The San looked around in bewildered alarm as the Guard crewfolk dashed for their weapons and fell in. Alston stood and waited, watching the blinking Morse of the signal station. It was on the two-hundred-foot bluff that closed the southern arm of the harbor mouth, which gave it a wide field of view, and they had telescopes and night-sight glasses.
“Two . . . Tartessian . . . vessels,” it said. “A large . . . schooner . . . and . . . one . . . larger . . . ship . . . rigged . . . craft.
Landing . . . party . . . heading . . . for . . . harbor . . . entrance . . . in . . . one . . . longboat.”
“Company,” she said grimly, as the cabin steward ran up with their weapons belts.
“An attack?” Swindapa said.
“No, not in one longboat,” Alston said. “But I don’t like it.”
I don’t like anyone else in these waters, she thought, slitting her eyes against the dark.
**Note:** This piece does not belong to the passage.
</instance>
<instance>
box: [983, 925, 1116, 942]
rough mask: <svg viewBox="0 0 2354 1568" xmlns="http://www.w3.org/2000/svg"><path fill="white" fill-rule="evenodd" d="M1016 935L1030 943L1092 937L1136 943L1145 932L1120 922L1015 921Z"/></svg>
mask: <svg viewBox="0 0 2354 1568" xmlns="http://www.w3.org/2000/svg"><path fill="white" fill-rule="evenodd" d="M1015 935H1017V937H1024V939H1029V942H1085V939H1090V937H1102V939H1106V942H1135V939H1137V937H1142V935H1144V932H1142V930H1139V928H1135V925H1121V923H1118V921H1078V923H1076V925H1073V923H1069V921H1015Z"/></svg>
God damn Walker to hell, and Isketerol too.
A lantern showed out on the water; the Tartessians had probably realized they’d been seen. Two ships . . . that could be anywhere up to three hundred men, if they’re carrying war crews. And they well might be. This would be a voyage of exploration for them, not just a trading run.
She turned to the injured hunter and made signs. “Bad,” she said—they’d gotten that far in the impromptu language lesson. Then she made gestures of firing a gun and of a wide-winged ship. He scowled dramatically to show he understood.
“Ba’ad!” he replied, putting an indescribable tongue click into the word.
The longboat came into sight, at first a ghostly white of water frothed by oars, then an outline. A good-sized ship’s boat with six oars to a side and several men seated in the stern, and a light mast with no sail bent to it; they’d probably struck that to stay inconspicuous when they realized someone was using the harbor. Not a bad piece of work, she thought. Differences of detail from anything an Islander would build; the bird-head carving of the forepiece, for instance, and the tongue-and-groove fit of the planks. For all that, it was modern, as modern went in the Year 8; it had a rudder, for instance, and the mast was rigged for a fore-and-aft sail.
The oarsmen bent their backs and then tossed their ashwood shafts up as the keel grated on sand. The crew hopped out and shoved the boat further up the beach, and then a man who flashed with spots of gold in the firelight vaulted down to the sand, his cloak a dark billow behind him.